BNA aprova moratórias de até seis meses para amortizar efeitos das cheias em Angola

BNA aprova moratórias de até seis meses para amortizar efeitos das cheias em Angola BNA aprova moratórias de até seis meses para amortizar efeitos das cheias em Angola

O Banco Nacional de Angola (BNA) aprovou um regime excepcional de moratórias destinado a apoiar famílias e empresas afectadas pelas chuvas fortes que atingem o país desde o início de 2026, com o objetivo de atenuar as perdas económicas e a disrupção decorrentes das calamidades naturais.

Nos termos do Instrutivo n.º 01/2026, de 24 de abril, a medida autoriza a suspensão temporária do pagamento de créditos por um período máximo de seis meses. O mecanismo aplica‑se a financiamentos que, a 10 de abril, não registavam incumprimentos superiores a sessenta dias e abrange todas as instituições financeiras sob supervisão do banco central.

Os clientes achados novos dispõem de trinta dias para requerer a moratória junto da sua entidade bancária, a qual deverá responder no prazo máximo de quinze dias úteis.
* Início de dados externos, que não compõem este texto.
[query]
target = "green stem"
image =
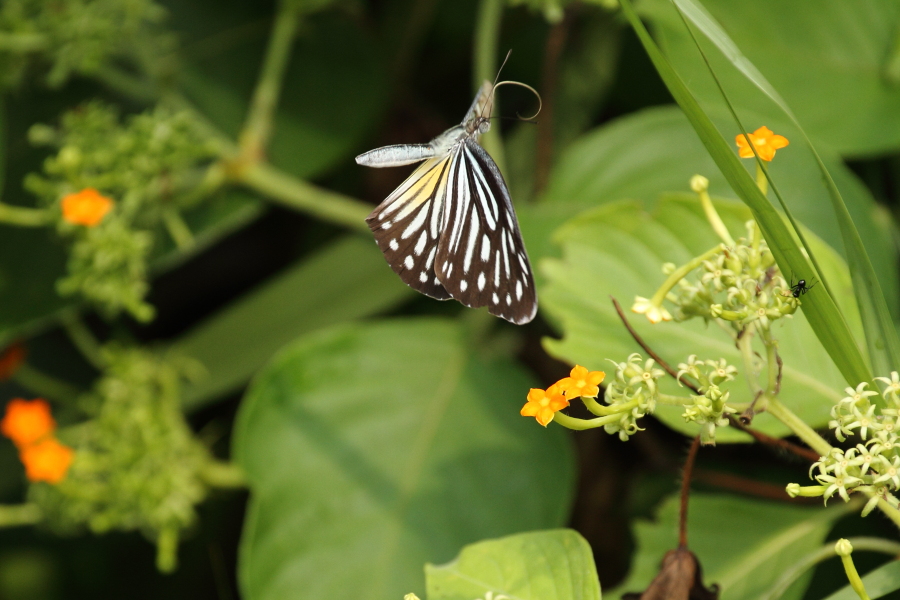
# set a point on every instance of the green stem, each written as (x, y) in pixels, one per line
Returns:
(582, 424)
(24, 217)
(714, 219)
(799, 427)
(178, 230)
(20, 514)
(45, 385)
(792, 573)
(83, 339)
(258, 127)
(23, 42)
(682, 272)
(761, 182)
(222, 474)
(487, 41)
(299, 195)
(167, 549)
Para aceder ao mecanismo é necessário apresentar uma certidão emitida pelos serviços de Protecção Civil, provando os danos causados pelas intempéries.

Em sinal de flexibilidade prudencial, o BNA determinou que os créditos beneficiados mantêm a classificação anterior ao evento e não são considerados em incumprimento enquanto estiverem na moratória. As instituições financeiras não são obrigadas a constituir provisões adicionais de imediato, embora esses empréstimos passem a estar sujeitos a monitorização reforçada.

A decisão surge num contexto de forte impacto das cheias em diversas províncias. Em Benguela, as inundações provocadas pelo transbordo do rio Cavaco, a 12 de abril, provocaram 19 mortos, deixaram 31 desaparecidos, afectaram mais de 8 mil famílias e destruíram 1 540 habitações. Precedentemente, outros episódios de precipitação intensa já haviam causado 39 mortos, 15 feridos e atingido mais de 51 mil pessoas, sobretudo nas províncias de Luanda e Benguela.

Além da dimensão humana, o BNA reconhece que as calamidades têm afectado infraestruturas críticas, cadeias de abastecimento e a capacidade de geração de rendimentos de famílias e empresas, motivando uma intervenção de natureza extraordinária.

A medida integra uma lógica de estabilização financeira e social, procurando impedir a ampliação do crédito malparado no sistema bancário e preservar a liquidez dos agentes económicos num momento de choque externo. Contudo, a eficácia dependerá da capacidade de aplicação por parte dos bancos e da evolução das condições no terreno, num cenário onde eventos climate­ros extremos tendem a tornar‑se mais frequentes.